Lawmakers originally tied the deduction to the 5% rate roughly 25 years ago as part of a plan to delay implementation of the charitable deduction and a lower income tax rate, both policies approved by the voters and then paused by the Legislature. Essentially, this is just a mechanical statutory trigger; there’s no inherent need for charitable deductions to operate alongside a 5% income tax rate.


While this is something the Legislature can and should fix, it’s worth looking at how it would impact taxpayers. Charitable deductions tend to benefit a relatively narrow share of taxpayers compared to broad-based tax relief. IRS data shows only about 9% of Massachusetts tax filers received a federal charitable deduction benefit in 2022, including just 4% of filers earning under $100,000 annually. A broad-based income tax reduction, by contrast, would provide relief to millions of taxpayers regardless of whether they claim charitable deduction benefits.

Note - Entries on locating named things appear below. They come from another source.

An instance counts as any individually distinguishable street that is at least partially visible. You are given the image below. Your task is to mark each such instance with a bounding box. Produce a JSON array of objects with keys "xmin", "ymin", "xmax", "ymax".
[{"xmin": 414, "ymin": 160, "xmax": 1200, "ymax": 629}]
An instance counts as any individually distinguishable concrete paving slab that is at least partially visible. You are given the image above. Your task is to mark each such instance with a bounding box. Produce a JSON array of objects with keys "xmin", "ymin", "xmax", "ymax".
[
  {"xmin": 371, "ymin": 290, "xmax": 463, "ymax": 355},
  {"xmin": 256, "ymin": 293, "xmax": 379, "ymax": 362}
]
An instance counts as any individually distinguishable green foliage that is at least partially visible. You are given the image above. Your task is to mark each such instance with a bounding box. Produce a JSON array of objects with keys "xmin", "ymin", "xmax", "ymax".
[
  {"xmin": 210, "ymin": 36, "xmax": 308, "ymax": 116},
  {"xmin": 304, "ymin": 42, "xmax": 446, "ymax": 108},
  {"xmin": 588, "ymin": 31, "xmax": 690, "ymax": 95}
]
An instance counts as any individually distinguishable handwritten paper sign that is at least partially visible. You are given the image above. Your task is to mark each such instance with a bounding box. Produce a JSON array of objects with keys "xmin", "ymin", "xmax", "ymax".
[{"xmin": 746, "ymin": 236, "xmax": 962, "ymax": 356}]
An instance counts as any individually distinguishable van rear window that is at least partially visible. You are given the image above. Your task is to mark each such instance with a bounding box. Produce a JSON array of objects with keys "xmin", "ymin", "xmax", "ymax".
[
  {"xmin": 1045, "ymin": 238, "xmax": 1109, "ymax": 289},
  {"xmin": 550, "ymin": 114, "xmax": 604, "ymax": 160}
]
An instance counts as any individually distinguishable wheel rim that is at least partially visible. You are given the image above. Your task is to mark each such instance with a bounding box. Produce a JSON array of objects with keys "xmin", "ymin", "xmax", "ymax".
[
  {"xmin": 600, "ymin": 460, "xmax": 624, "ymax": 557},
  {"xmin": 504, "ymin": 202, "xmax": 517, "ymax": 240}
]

Taking the “Sting” Out of Small Businesses Taxes

Recent news reports also claimed that an income tax cut could actually increase taxes for certain small businesses that operate as “S-corporations.” It’s an oversimplification that misses the point on the state’s over-complicated tax code.

S-corps were originally designed to avoid double taxation by allowing small business income to pass directly through to owners’ personal tax returns (learn more in our video here).

Massachusetts, however, imposes an additional entity-level tax – known as a “sting tax” – on certain S-corporations with more than $6 million in annual revenue. Current law calculates this tax by effectively subtracting the state’s personal income tax rate from the higher corporate rate. This calculation means a lower income tax rate would technically increase the difference between the personal income tax rate and the corporate tax rate, theoretically driving up the rate. Massachusetts is one of only a small handful of outlier states to impose this added tax.

However, according to IRS data, roughly 90% of S-corporations nationally report receipts under $6 million, suggesting the vast majority of small businesses would still benefit directly from a lower personal income tax rate.

Public Support for Tax Relief Remains Strong

Recent MOA polling found that 82% of voters still support lowering the income tax rate from 5% to 4% even after learning it could reduce charitable deduction benefits and affect a small percentage of S-corporation business owners.

Most voters understand the larger issue at hand: these are not unavoidable consequences of a tax cut, but the reality of an outdated, increasingly unviable overall tax structure. 

Conclusion

The Commonwealth’s tax code is filled with outdated formulas, carveouts, and automatic triggers that create unintended consequences whenever policymakers attempt reform.The fact that efforts to provide tax relief to residents and small businesses throughout the state have become so complicated is itself a reflection of Massachusetts’ growing competitiveness problem.

These issues are not unavoidable. With targeted, common-sense reforms, lawmakers could modernize these provisions while still advancing broader efforts to improve affordability and strengthen the state’s long-term economic growth.